Vom türkischen Pool zum finnischen Wald. Das Projekt Light-harvesting Complex ist eine kuratorische Plattform in einem Gewächshaus in Vantaa, Finnland. Organisiert wird sie von Sara Blosseville und Victor Gogly. Es will ein lebendiger Ort sein, der sich organisch entwickelt und an die Jahreszeiten anpasst. Ein Ort des Abgleichs zwischen Menschen, Artefakten, Insekten und Pflanzen. Kunst und Natur werden in einen Zusammenhang gebracht, sie ergänzen sich dabei stimmig. Der Light-harvesting Complex vermittelt eine organische Haltung, schafft in seinem physischen Raum Platz für Narrative, Erzählungen und Imagination.
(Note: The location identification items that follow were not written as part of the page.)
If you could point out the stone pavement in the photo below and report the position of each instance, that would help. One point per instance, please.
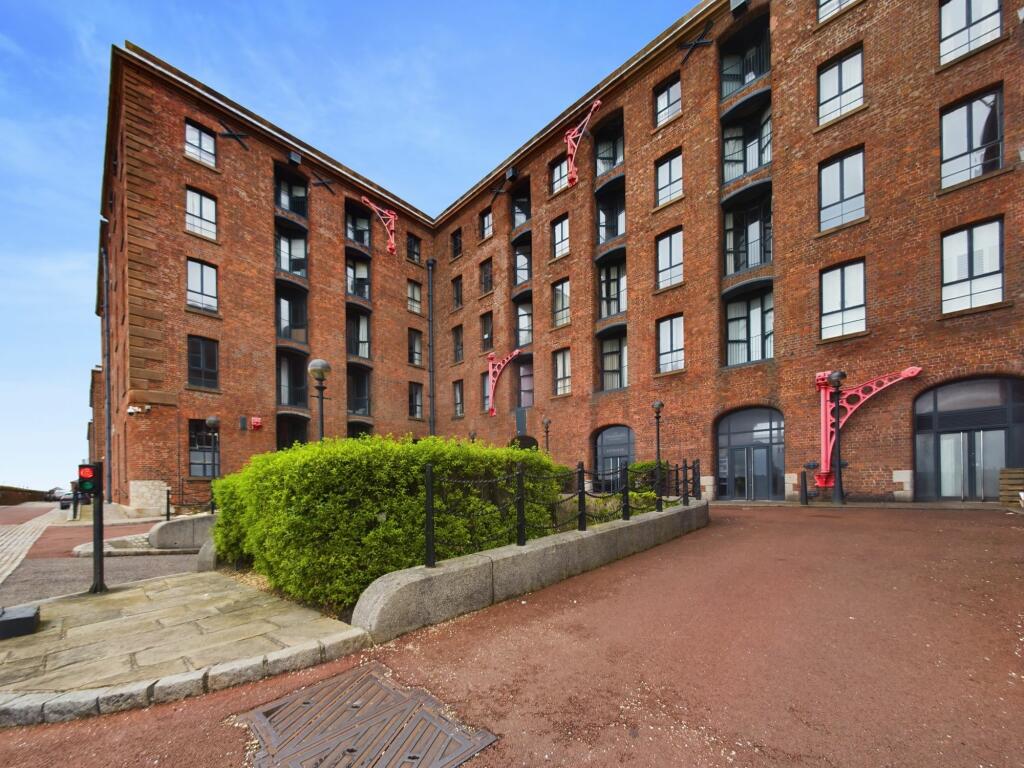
(159, 640)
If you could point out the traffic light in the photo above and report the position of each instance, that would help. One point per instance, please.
(88, 478)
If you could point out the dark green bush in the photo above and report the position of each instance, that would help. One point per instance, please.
(324, 520)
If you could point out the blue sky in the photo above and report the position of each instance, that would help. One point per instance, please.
(422, 97)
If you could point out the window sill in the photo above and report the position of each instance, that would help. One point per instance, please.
(844, 337)
(990, 44)
(841, 118)
(975, 180)
(208, 167)
(663, 206)
(204, 312)
(976, 310)
(668, 122)
(208, 390)
(841, 12)
(204, 238)
(841, 227)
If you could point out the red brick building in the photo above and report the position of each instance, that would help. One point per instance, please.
(765, 192)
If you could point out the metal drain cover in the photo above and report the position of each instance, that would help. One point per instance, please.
(360, 719)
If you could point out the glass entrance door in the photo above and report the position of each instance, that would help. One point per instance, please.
(970, 464)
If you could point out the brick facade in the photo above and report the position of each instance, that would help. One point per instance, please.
(898, 239)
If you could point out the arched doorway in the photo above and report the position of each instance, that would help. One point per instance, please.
(751, 455)
(612, 451)
(966, 432)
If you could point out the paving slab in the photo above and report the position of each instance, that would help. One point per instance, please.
(157, 640)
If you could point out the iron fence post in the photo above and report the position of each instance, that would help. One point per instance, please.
(581, 498)
(520, 507)
(625, 473)
(429, 484)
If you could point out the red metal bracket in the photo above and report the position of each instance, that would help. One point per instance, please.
(850, 399)
(572, 136)
(387, 217)
(495, 368)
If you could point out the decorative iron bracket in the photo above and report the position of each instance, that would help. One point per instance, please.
(850, 399)
(495, 368)
(572, 136)
(387, 217)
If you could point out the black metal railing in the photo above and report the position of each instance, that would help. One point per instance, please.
(465, 515)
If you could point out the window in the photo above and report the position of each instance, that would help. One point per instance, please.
(841, 86)
(458, 398)
(670, 258)
(967, 25)
(457, 344)
(520, 206)
(669, 178)
(292, 252)
(415, 347)
(486, 331)
(614, 367)
(670, 344)
(827, 7)
(357, 334)
(560, 302)
(357, 279)
(414, 248)
(751, 328)
(748, 237)
(525, 393)
(201, 213)
(563, 371)
(843, 300)
(202, 286)
(202, 363)
(523, 324)
(972, 266)
(559, 174)
(842, 190)
(357, 227)
(612, 284)
(457, 292)
(415, 400)
(972, 138)
(560, 237)
(610, 216)
(522, 253)
(747, 146)
(414, 296)
(291, 195)
(204, 451)
(668, 100)
(201, 143)
(486, 276)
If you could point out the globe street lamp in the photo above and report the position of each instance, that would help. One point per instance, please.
(320, 370)
(657, 406)
(836, 379)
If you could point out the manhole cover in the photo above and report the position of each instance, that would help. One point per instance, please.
(360, 719)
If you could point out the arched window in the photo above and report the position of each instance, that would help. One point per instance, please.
(751, 455)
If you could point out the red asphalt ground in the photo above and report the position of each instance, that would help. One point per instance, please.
(778, 636)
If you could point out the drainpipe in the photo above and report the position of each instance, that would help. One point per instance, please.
(430, 342)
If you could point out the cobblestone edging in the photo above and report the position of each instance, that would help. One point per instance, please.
(20, 708)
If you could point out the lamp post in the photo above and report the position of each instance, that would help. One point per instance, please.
(657, 406)
(213, 424)
(320, 370)
(836, 379)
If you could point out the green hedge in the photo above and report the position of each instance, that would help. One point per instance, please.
(324, 520)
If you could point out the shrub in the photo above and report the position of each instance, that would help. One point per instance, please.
(324, 520)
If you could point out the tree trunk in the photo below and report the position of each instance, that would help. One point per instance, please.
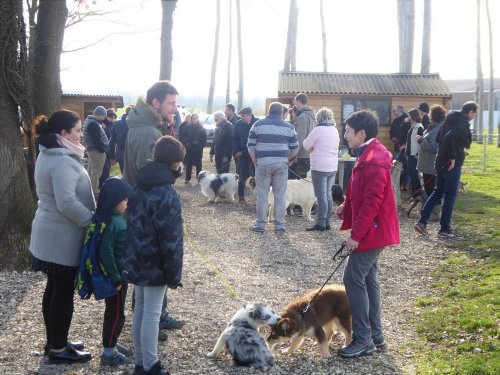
(166, 50)
(406, 27)
(323, 36)
(425, 65)
(47, 59)
(240, 55)
(210, 104)
(291, 38)
(230, 53)
(17, 205)
(478, 121)
(491, 102)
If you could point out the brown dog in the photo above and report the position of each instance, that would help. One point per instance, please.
(330, 310)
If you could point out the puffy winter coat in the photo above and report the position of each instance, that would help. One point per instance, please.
(370, 209)
(154, 241)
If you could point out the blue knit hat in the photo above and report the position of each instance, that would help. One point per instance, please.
(113, 191)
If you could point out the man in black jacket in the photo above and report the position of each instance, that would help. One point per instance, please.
(222, 145)
(453, 138)
(244, 165)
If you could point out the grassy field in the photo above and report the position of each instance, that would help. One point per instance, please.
(459, 322)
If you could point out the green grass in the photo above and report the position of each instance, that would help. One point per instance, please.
(458, 325)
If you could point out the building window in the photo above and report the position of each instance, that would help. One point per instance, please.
(381, 107)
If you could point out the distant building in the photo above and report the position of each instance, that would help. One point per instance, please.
(345, 93)
(84, 104)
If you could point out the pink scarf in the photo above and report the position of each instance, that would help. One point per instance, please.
(76, 148)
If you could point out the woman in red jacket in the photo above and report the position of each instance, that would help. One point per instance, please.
(370, 212)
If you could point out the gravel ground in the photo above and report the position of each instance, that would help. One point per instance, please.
(226, 264)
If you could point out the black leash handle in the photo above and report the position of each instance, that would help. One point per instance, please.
(337, 254)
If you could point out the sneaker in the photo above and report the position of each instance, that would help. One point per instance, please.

Aber auch die verwunschene Romantik des skandinavischen Waldes wird einem größeren Publikum erst durch die kühlen Algorithmen der sozialen Medien zugänglich.
Nicht im Wald, sondern in der Stadt findet man das Projekt TROPEZ. Zwar nicht in Südfrankreich verortet, so doch an einem durchaus sonnigen Platz: Seit 2017 wird im Sommerbad Humboldthain in Berlin unter dem Label internationale zeitgenössische Kunst präsentiert. Im und um das TROPEZ herum treffen die Badenden auf Skulpturen, Fotografien, Filme, Virtual-Reality-Installationen und digitale Kunstwerke. Initiiert wurde das ambitionierte Projekt, das auch einen Kiosk und ein online Programm umfasst, von der Kunsthistorikerin Nele Heinevetter. Es hat sich in Berlin ein treues Publikum erarbeitet. Man kann nur hoffen, dass im kommenden Sommer Kunst, Eis und Pommes wieder zusammentreffen können.
Zeitgenössische Kunst funktioniert auch außerhalb der klassischen Räume und Strukturen des Betriebs. Sie kann sogar, wenn sie sich darauf einlässt, von ungewöhnlichen Orten der Präsentation profitieren. Diese Orte können jedoch nur in engmaschigen Netzwerken aufblühen, die es ermöglichen, Sichtbarkeit für eher obskure Konzepte zu generieren. Durch aktiven Austausch der Künstler*innen und Kuratoren, Offenheit und das kluge Nutzen sozialer Medien finden die Projekte ihr Publikum, off- wie online. Das kann, neben den niedrigen Kosten und der Flexibilität, auch nach der Pandemie nur von Vorteil sein.